Using Essential Oil for Ringing Ears
Essential oils come from parts of plants. The plant parts include bark, flowers, leaves, and roots. These are extraordinarily strong, and sometimes you need to dilute them with a carrier oil (like coconut) to avoid skin reactions. In no instance do you ever put essential oils into your ear. Rather, apply about 3 drops on your earlobe, just behind your ear and on your neck close to your ear. Gently rub this in.
Here are oils people find effective for Tinnitus relief:
- Basil: Basil soothes muscles and calms some throbbing some people experience with Tinnitus. Note: Stick to Sweet Basil for this purpose.
- Cypress: Cypress improves blood circulation, so it may help people whose Tinnitus stems from disorders there. It also has a very calming effect stressors that may exasperate the condition.
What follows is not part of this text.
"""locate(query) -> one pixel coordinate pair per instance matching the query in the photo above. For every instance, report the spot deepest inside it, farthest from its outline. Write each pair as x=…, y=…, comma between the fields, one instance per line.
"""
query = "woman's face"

- Helichrysum: Is part of the sunflower family that has the folk name of Everlasting Flower. Besides tinnitus Helichrysum is suitable for treating skin inflammation. This is why it may help Tinnitus too, specifically inflammation around the neck and ears. As an extra benefit, this may also decrease ear wax buildup.
- Juniper Berry: Juniper berry works best for Tinnitus caused by infections or inflammation.
- Lavender: Is a popular essential oil because it relieves stress and the anxiety contributing to Tinnitus. For those with allergies or colds, lavender clears air passages that may, in turn, reduce loudness.
- Patchouli: Has a strong aroma and works on improving circulation. It works well with Helichrysum for Tinnitus. One drop goes a long way.
- Petitgrain: Comes from Bitter Orange leaves. This oil has antispasmodic qualities and helps put the nervous system back into balance.
Summing it All Up: Tinnitus Relief with Essential Oils
Essential oils will not cure your Tinnitus. But, they may make living with it a lot easier. If you are considering trying them, consult with the physician first to discuss your options just to be on the safe side. Essential oils play nicely with a person’s treatment plan, but your caregiver should always be aware of everything on your wellness platter.
Also, please remember, if you have an underlying cause that contributes to Tinnitus, these options may vary. People with a Meniere’s Disease diagnosis have a more extensive list of oils that target Vertigo versus ear-ringing, for example. Holistic approaches to your care are the best by far. Too much focus on one treatment when you have more than one symptom usually doesn’t provide long-term relief.